Dat is totale nonsens in mijn ogen. In 2006 was er al een hype rond Second Life. Dat werd het ook niet. Ik denk dat de timing van Zuckerberg een beetje fout is geweest. Na covid waren juist heel blij om gewoon fysiek weer iets mee te maken, in een echte concertzaal te staan. Ook hier zie je dat het vooral een poging is om investeerders en aandeelhouders tevreden te houden. Als je beursgenoteerd bent, moet je steeds absurdere claims rond technologie maken om on top of je game te blijven.

Welke kant moet het volgens jou wel op?
We moeten investeren in zogeheten public technology en civic technology. Dat is kortgezegd technologie waarbij het publieke belang voorop staat. Er is wetgeving nodig die afdwingt dat goed onderzoek wordt gedaan, voordat een product de wereld wordt ingeslingerd. Net zoals bij geneesmiddelen en voedsel.

Daarnaast is het versterken van technologisch en creatief burgerschap nodig. Ik ben een voorstander van makeronderwijs, zoals bijvoorbeeld met ons FabLab. Zorg dat je mensen leert hoe technologie werkt. Hoe je het zelf naar je hand kunt zetten. Als dat vermogen groeit in de samenleving, heb je ook meer mensen die er richting aan kunnen geven.

Daarbij draait het niet per se om technologie. Het is niet alleen voor hoger opgeleiden die iets over AI weten. Het gaat ook om de sociale wetenschappen, om vakmanschap, makers. We kunnen veel meer mensen betrekken bij het maken van de toekomst.

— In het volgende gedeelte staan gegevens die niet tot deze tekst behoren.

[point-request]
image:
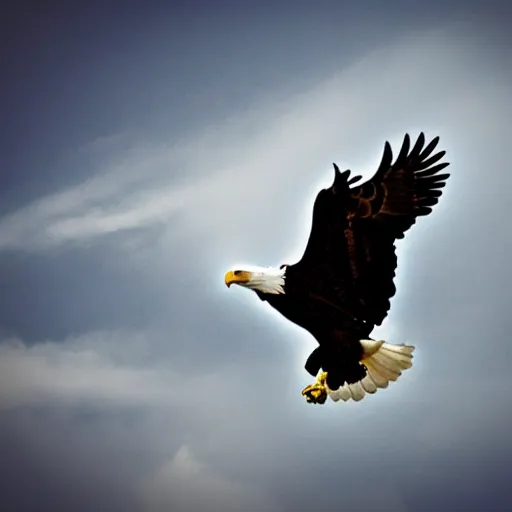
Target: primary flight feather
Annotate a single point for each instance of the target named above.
(342, 286)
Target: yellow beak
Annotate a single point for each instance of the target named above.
(239, 277)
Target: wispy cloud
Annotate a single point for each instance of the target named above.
(266, 155)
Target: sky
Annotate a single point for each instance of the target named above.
(146, 149)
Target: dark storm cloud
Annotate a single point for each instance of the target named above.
(131, 379)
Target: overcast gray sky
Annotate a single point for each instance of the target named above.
(149, 148)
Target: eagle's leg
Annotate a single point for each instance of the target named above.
(316, 393)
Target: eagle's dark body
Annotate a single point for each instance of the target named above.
(341, 288)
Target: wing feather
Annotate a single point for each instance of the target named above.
(350, 258)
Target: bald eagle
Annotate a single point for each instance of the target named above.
(342, 286)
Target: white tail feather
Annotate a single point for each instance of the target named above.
(384, 363)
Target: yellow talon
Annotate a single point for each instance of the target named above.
(316, 393)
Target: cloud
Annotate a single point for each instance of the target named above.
(216, 405)
(219, 177)
(184, 484)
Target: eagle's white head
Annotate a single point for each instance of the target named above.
(262, 279)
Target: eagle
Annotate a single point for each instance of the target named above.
(342, 286)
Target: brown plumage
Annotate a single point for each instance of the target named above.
(342, 286)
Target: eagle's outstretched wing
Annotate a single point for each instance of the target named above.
(350, 260)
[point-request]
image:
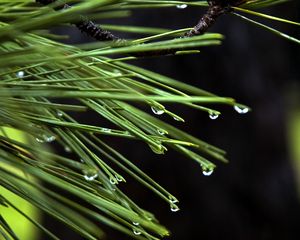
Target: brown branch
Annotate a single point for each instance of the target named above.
(216, 8)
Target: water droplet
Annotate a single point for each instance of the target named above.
(39, 140)
(59, 113)
(161, 131)
(120, 178)
(173, 199)
(157, 111)
(181, 6)
(49, 138)
(240, 109)
(149, 217)
(136, 231)
(90, 174)
(20, 74)
(106, 130)
(113, 181)
(207, 172)
(157, 149)
(174, 208)
(67, 149)
(45, 138)
(213, 115)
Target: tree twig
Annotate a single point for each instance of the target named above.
(216, 8)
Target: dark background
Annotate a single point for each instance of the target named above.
(255, 195)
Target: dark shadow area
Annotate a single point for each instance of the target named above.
(255, 195)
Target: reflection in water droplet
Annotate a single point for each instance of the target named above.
(136, 231)
(176, 118)
(174, 208)
(67, 149)
(157, 149)
(181, 6)
(106, 130)
(20, 74)
(161, 131)
(45, 138)
(213, 115)
(59, 113)
(207, 172)
(119, 178)
(240, 109)
(90, 174)
(173, 199)
(49, 138)
(157, 110)
(113, 181)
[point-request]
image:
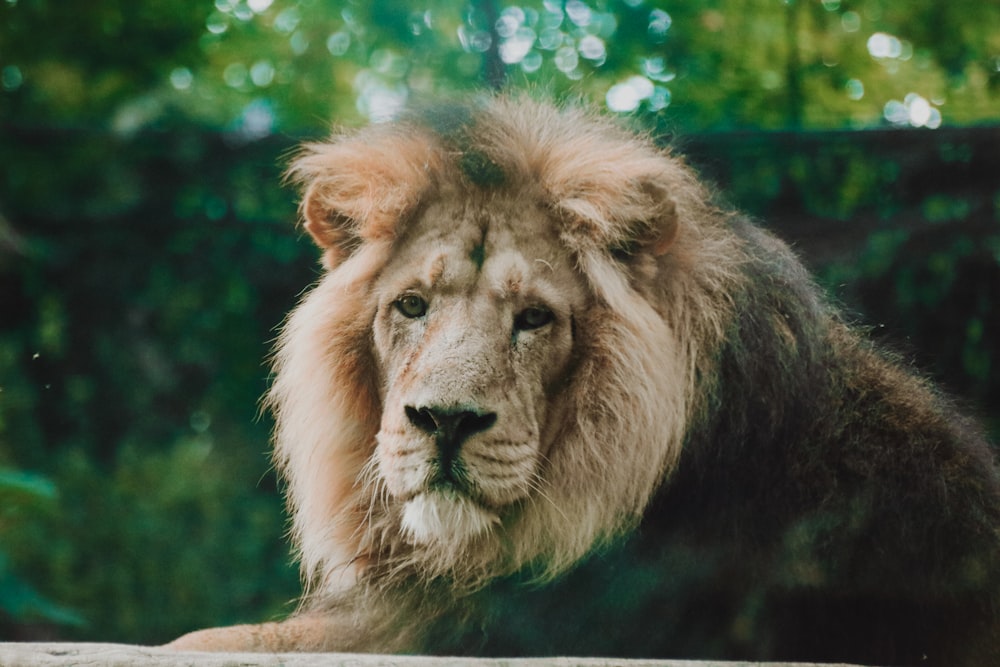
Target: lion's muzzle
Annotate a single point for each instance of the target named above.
(450, 428)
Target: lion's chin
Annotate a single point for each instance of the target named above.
(434, 517)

Dit artikel is gebaseerd op onze podcastserie Ondergedompeld in een nieuwe werkelijkheid. Daarin gaat het Rathenau Instituut in gesprek met onder meer filosofen, kunstenaars en psychologen over zogeheten immersieve technologie. Dat is technologie die je helemaal onderdompelt in een digitale wereld. Het gaat bijvoorbeeld om virtual reality (VR), waarbij je via een VR-bril in een digitale wereld stapt. Of augmented reality (AR), waarbij je via een bril of je telefoon een digitale laag legt over de fysieke werkelijkheid. De technologie kan resulteren in een zogeheten metaverse: het ‘nieuwe internet’, waar je niet op, maar ín gaat. 

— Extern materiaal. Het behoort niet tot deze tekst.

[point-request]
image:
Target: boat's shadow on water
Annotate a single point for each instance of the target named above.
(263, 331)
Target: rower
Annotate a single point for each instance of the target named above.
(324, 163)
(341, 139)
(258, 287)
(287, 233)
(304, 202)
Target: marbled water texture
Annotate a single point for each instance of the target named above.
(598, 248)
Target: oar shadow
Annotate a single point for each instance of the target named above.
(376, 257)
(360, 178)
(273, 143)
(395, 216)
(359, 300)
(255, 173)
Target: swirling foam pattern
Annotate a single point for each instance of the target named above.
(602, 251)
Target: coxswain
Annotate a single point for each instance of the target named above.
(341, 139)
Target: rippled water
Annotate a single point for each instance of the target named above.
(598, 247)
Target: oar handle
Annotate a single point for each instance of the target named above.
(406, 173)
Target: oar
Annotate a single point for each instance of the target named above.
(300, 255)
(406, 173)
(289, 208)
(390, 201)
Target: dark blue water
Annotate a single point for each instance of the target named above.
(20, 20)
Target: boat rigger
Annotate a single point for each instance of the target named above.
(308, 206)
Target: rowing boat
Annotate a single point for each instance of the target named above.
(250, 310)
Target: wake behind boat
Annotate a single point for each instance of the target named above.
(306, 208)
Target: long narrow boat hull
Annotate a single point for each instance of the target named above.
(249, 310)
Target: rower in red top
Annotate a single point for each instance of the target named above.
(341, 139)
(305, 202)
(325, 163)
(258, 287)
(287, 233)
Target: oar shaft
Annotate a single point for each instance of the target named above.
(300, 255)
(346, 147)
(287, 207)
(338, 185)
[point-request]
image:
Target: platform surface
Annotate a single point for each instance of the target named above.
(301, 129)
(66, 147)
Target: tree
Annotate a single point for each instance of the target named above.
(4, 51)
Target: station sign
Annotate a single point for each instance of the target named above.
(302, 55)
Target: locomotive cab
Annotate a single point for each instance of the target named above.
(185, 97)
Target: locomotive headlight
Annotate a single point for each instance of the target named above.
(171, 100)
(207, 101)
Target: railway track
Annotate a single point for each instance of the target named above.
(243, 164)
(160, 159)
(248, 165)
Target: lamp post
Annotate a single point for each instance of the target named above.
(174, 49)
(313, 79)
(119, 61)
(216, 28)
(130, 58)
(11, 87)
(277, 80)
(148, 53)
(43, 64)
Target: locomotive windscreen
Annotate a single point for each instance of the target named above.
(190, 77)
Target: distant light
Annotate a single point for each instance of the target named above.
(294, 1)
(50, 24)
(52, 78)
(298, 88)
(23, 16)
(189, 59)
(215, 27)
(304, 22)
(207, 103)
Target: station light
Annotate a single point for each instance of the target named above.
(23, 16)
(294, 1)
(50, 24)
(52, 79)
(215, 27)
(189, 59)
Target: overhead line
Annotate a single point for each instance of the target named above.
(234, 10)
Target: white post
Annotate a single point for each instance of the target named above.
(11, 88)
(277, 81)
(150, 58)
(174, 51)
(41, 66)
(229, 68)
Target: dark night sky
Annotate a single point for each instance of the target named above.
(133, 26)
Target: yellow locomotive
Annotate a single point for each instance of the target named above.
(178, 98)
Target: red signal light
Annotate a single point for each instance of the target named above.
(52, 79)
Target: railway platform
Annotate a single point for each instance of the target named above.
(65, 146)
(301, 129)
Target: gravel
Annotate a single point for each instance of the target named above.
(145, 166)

Het wordt steeds urgenter om als samenleving na te denken over de mogelijke impact van immersieve technologie. Grote techbedrijven investeren er miljarden euro's in. Hoe zorgen we dat publieke waarden, zoals privacy, rechtvaardigheid en autonomie, worden gewaarborgd? En hoe voorkomen we dat vooral private belangen de overhand krijgen?